Thanks, Katie. I think that there are great truths in anecdotal stories. I was recently hospitalized for a small stroke associated with mild but dense right lower extremity weakness. I was taking low dose aspirin faithfully for years which likely made the mild fall from my road bicycle with helmet in place worse than it would have been. Work-up was relatively efficient with the obligatory CT scan followed by the inevitable MRI. I am recovering but the healthcare system has done me no favors. The case manager assured me that she was referring me to an agency for in-home physical therapy. It never happened. I contacted the consulting neurologist's office for a referral -- no answer. I contacted the PT department of the hospital's suburban branch and left a message on the answering machine that was never returned. Finally, I asked my previous neurologist to make a PT referral. which got done. PT started TWELVE days after the stroke! Not ideal.

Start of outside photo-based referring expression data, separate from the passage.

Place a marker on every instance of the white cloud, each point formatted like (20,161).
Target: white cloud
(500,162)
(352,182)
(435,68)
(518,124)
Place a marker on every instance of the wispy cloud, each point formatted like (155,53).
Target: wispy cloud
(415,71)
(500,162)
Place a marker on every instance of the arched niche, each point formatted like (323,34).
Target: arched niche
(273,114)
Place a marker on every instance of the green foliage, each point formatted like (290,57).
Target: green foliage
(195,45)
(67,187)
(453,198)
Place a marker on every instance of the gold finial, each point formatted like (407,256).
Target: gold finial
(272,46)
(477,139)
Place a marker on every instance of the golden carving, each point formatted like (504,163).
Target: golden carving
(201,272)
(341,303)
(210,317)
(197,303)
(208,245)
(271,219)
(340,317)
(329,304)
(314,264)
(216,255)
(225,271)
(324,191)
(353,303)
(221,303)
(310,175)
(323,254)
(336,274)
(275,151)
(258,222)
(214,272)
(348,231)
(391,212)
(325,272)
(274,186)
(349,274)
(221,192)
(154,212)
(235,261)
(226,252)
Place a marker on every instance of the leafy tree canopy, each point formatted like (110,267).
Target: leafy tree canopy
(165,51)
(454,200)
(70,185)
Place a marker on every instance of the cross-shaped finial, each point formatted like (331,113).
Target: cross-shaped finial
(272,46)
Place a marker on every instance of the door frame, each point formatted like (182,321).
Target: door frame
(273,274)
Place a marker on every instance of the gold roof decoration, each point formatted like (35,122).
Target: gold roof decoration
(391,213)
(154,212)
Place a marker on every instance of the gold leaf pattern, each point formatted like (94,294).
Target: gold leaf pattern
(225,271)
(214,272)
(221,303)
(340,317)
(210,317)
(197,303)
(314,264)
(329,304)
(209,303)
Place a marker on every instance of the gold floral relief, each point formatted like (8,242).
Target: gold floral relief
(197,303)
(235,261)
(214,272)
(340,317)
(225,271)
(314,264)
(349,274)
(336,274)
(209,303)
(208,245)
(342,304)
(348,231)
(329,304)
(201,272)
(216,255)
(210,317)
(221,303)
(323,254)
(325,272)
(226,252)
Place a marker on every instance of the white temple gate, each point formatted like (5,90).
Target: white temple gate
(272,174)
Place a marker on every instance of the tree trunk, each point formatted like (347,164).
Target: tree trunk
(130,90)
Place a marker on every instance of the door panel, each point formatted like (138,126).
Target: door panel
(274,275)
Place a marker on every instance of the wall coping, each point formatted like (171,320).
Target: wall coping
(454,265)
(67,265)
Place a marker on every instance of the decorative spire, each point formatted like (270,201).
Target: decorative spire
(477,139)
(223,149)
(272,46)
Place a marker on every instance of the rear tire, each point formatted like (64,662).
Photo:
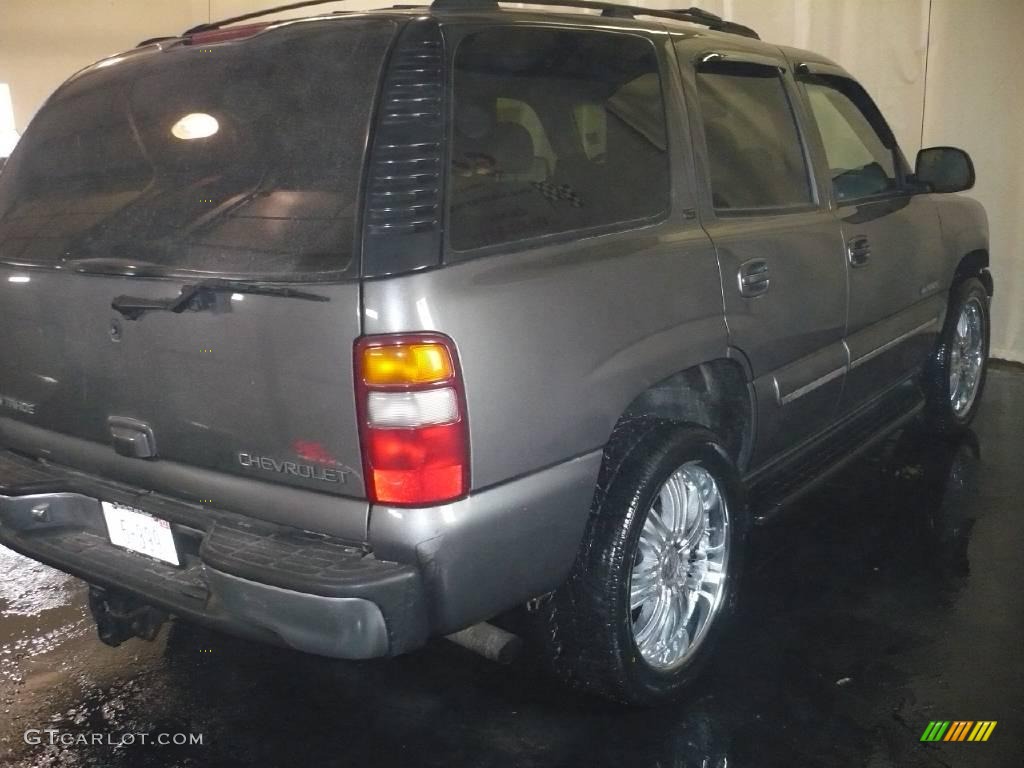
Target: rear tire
(955,378)
(645,647)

Believe it or not, there is more pressure on reducing healthcare costs over against delivering quality and timely healthcare. In 2022, patients with new onset strokes are supposed to be prioritized for rapid assessment so that urgent intervention with IV TPA can be instituted before there is permanent damage. Even though I presented at our leading hospital's ED with classic symptoms of a stroke, it was an hour before I saw a physician and 90 minutes before a head CT scan showed a hemorrhagic as opposed to thrombotic stroke.
I will have a cerebral angiogram in a couple more weeks. The nurse practitioner who saw me in Neurology Clinic recommended a six week follow-up with the director of vascular neurology but he had no openings for 11 weeks. Of course, he will want an MRI scan when I see him. There is little real consideration of the potential benefits of serial MRIs in the minds of well-trained neurologists despite the costs. Just another story of the short-cuts and time priorities in our modern healthcare system. By the way, it will only get worse over time.